Clippy, the annoying pop-up sprite that defined an entire generation of Microsoft Office users, was AI, albeit a very primitive one. Clippy’s descendents are busy at work pointing out editing problems and misspellings, making suggestions about different presentation styles, identifying patterns and suggesting better tools to solve problems. Excel’s charting suite will create what it believes is the most suitable type of chart to display data, and will then factor in your own interests when you override it so next time it may be more inclined to use your charts of interest – and even note what color schemes you most like to work with.
Adobe Photoshop CS now has the ability to select figures of interest with a single menu click. Image recognition plays a big part in that capability, and increasingly that is also being tied back into semantic systems that will identify the person being selected and update the metadata so that photoshop files can be searched automatically for pictures of that person – all without the user being aware that anything is happening.
In other words, what is happening today is that while most of the software that users work with are not examples of artificial intelligence, AI is in the background, making suggestions, handling classification and identification, pulling together options for making decisions and in some cases making those decisions autonomously. This trend will only continue.
AI is still evolving. AI is about making things both physical and virtual aware – of us, of themselves, of the world at large.
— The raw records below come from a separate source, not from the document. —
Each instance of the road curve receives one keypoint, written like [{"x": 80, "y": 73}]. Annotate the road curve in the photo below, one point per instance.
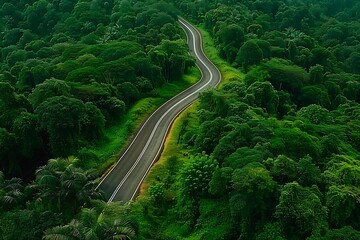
[{"x": 122, "y": 182}]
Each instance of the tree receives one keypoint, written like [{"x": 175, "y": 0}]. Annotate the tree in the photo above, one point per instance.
[
  {"x": 63, "y": 188},
  {"x": 266, "y": 96},
  {"x": 249, "y": 54},
  {"x": 27, "y": 135},
  {"x": 197, "y": 175},
  {"x": 93, "y": 123},
  {"x": 48, "y": 89},
  {"x": 105, "y": 221},
  {"x": 254, "y": 190},
  {"x": 61, "y": 117},
  {"x": 11, "y": 192},
  {"x": 300, "y": 211},
  {"x": 343, "y": 204}
]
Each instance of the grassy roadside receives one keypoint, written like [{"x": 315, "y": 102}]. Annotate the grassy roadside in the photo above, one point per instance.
[
  {"x": 117, "y": 136},
  {"x": 172, "y": 148},
  {"x": 228, "y": 73},
  {"x": 164, "y": 172}
]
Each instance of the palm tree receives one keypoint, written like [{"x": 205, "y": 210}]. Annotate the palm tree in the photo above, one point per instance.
[
  {"x": 64, "y": 188},
  {"x": 104, "y": 221}
]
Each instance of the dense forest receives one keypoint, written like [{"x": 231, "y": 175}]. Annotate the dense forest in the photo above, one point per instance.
[
  {"x": 272, "y": 154},
  {"x": 69, "y": 69}
]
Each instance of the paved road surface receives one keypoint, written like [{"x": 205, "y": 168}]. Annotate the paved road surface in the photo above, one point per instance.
[{"x": 123, "y": 181}]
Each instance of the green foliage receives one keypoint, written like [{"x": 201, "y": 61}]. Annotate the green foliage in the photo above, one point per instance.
[
  {"x": 197, "y": 175},
  {"x": 302, "y": 208},
  {"x": 61, "y": 118}
]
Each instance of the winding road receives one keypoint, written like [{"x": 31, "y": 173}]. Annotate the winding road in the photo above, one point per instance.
[{"x": 122, "y": 182}]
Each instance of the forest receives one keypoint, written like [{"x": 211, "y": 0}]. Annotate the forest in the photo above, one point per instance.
[{"x": 272, "y": 154}]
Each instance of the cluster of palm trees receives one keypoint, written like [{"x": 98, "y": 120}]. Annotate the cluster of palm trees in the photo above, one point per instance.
[
  {"x": 63, "y": 188},
  {"x": 101, "y": 222}
]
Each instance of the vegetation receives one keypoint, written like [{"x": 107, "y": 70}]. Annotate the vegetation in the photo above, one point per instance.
[
  {"x": 272, "y": 154},
  {"x": 280, "y": 142}
]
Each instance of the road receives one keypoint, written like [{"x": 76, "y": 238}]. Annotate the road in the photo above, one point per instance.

It can be argued that artificial intelligence isn’t really a technology, per se, but is instead, at any given point, a set of future facing technologies that usually manifest near the end of an ascending business cycle. Some, like fully certified Level 5 autonomous vehicles, quantum communication systems and even artificial general intelligence (AGI) are years or decades in the future. However, seeds for these are being planted now, and it is likely, even if there is an economic downturn, that research will continue during the quiet periods.
So, one good way of thinking about artificial intelligence is that it is the process of teaching computers to deal with multiple levels of abstraction simultaneously. It’s information processing gone fractal. And it is, ironically enough, here to stay.